Would it help if I looked more like a stripper with a small waist and Huge Ass, a Barbie Face and perfect, long hair??

Of course I know how Superficial and Anti-Feminist this “standard” for Female Beauty is but let’s face it….

These Girls Get PAID!

And not the Bullsht money you have to work over 40 hours at a crappy job for…

When I look at them, I find myself thinking it can’t be so hard to look like that…

Then I look at my own body…My angular shoulders, muscular arms, long legs, size A chest, and size 10 feet and I question my femininity…

Am I enough? Will I be accepted like this?

In the back of my mind, I hear my own voice saying You Are Beautiful as You Are! I hear my girlfriend’s voice saying I’m Beautiful, Sexy, And she wouldn’t change a thing… But still I am self conscious.

So I’m faced with these two perspectives, pondering these questions on a daily basis…

How do I get back to that place of Self Love and Acceptance??

Is it worth it to compromise to get what I want faster??

To be Continued

Dreams-Living vs. Speaking

What have I learned from my first attempt at living my dreams in NYC and briefly coming home to friends and family?….

It’s easier to Live Your Dreams Out Loud than to speak them out loud.

Speaking your dreams gives people the chance to cut them down and implant seeds of Doubt into your Vision.

I know why I left this place….Being here Drains my energy.

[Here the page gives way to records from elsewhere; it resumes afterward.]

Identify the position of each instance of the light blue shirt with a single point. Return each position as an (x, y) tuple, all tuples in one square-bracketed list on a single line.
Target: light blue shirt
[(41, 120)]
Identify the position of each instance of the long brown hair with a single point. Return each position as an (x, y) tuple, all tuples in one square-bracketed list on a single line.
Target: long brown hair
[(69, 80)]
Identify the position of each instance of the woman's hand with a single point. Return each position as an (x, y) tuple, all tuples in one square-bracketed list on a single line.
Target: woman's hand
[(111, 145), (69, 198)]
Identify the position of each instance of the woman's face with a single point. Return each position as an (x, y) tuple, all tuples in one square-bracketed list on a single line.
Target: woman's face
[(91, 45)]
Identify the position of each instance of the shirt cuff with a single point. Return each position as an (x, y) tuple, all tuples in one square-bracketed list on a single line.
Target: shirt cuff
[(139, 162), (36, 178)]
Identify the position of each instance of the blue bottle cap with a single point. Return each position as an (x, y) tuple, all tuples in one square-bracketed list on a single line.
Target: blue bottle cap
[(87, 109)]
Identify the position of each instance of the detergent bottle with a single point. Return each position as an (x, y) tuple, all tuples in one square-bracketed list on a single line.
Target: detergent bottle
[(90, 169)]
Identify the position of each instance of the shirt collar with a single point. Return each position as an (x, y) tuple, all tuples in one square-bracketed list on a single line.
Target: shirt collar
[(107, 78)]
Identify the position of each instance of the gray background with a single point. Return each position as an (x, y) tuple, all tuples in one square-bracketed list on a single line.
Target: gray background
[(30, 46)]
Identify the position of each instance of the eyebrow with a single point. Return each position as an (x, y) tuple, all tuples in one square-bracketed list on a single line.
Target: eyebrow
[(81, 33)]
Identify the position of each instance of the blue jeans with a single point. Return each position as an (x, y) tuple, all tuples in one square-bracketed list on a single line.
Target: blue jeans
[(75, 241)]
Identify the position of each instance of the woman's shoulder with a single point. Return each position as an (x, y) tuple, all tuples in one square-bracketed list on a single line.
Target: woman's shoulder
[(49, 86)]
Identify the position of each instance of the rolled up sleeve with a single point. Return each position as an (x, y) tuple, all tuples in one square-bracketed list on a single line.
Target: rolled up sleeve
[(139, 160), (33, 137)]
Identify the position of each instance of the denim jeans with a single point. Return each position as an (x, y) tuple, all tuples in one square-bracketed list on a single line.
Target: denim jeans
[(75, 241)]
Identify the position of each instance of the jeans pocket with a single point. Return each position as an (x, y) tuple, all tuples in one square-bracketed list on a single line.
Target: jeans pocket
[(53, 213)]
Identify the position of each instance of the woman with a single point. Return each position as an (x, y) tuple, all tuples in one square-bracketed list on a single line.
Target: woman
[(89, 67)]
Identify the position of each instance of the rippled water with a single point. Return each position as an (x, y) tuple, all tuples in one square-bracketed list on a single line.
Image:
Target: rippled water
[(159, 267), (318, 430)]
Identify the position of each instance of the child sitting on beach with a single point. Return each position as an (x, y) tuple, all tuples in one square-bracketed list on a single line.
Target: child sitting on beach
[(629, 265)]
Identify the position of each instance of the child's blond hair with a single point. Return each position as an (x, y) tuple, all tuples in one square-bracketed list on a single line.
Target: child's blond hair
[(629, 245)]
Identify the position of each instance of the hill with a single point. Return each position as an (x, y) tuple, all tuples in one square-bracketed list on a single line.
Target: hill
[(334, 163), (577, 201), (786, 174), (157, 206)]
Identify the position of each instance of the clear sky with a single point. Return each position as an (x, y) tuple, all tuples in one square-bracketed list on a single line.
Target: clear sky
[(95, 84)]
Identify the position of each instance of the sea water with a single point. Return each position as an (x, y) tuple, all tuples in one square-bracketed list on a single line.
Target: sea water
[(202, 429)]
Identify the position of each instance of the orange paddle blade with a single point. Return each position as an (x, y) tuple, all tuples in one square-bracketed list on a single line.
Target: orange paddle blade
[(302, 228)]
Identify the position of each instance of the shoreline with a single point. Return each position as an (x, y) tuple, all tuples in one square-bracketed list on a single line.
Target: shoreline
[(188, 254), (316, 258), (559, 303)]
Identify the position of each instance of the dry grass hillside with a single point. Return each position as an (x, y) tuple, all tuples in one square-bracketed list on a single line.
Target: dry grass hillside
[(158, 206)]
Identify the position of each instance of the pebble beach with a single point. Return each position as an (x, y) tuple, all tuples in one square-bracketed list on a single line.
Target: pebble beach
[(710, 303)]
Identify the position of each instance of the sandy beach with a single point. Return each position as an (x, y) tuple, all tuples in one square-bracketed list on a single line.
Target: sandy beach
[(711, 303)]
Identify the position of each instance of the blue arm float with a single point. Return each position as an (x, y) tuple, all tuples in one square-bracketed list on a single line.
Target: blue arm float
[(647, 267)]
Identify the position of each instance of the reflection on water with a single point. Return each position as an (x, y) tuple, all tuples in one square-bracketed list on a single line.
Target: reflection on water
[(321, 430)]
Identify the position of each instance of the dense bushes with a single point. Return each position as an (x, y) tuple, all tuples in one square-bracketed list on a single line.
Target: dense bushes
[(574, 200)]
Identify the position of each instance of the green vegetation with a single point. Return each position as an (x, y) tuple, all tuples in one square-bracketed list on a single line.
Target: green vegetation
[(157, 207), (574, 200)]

I’m constantly surrounded by voices of Fear.

It’s takes all the strength I have just to stay inspired from day to day…

Is there anyone here that can lift me up??

There goes that anxious, restless feeling that tells me it’s time to go.

From now on, I’ll share even less about my journey.

I want my accomplishments to speak for themselves.

Reality and Dreams

Living your Dreams should be A Right, not something reserved for the Privileged….

But the reality is, I can’t afford to live my dreams here.

Maybe this mentality is my problem…I see others living their Dreams and I compare…Im just as talented. Why can’t I have it?

The ones on the top are already professional dancers and entertainers living in The heart of the city, where all the opportunities are.

Meanwhile, I’m homeless, working 2 Jobs, and trying to finish school so I can actually sustain my Dance Dreams.

The irony is that I came to NY to be in a Dance program. but I can’t afford tuition. I dont even know how I can make the time while I’m still working like crazy just to live.

Maybe I need to learn to live my Dreams on a smaller scale?

One Day at a Time

Reality has a way of Humbling me.

Breaking me to my knees,

Sreaming in my face…

“Wake Up Cinderella!”

I’m trying to stop jumping the gun. I keep trying to make things happen before it’s time…I’m a control freak.

I’m trying to stop setting my expectations so high, it’s a setup for disappointment. Things in my life are never the way I see them in my mind.

Why do Dreams Manifest so slowly?

It’s hard to break these habits because I want what I want so badly. It feels like I’ve been waiting my whole life… Every day I pray for strength, patience, and peace. There never seems to be enough.

I’m trying to let Go and let God lead. I’m trying…Pray for me.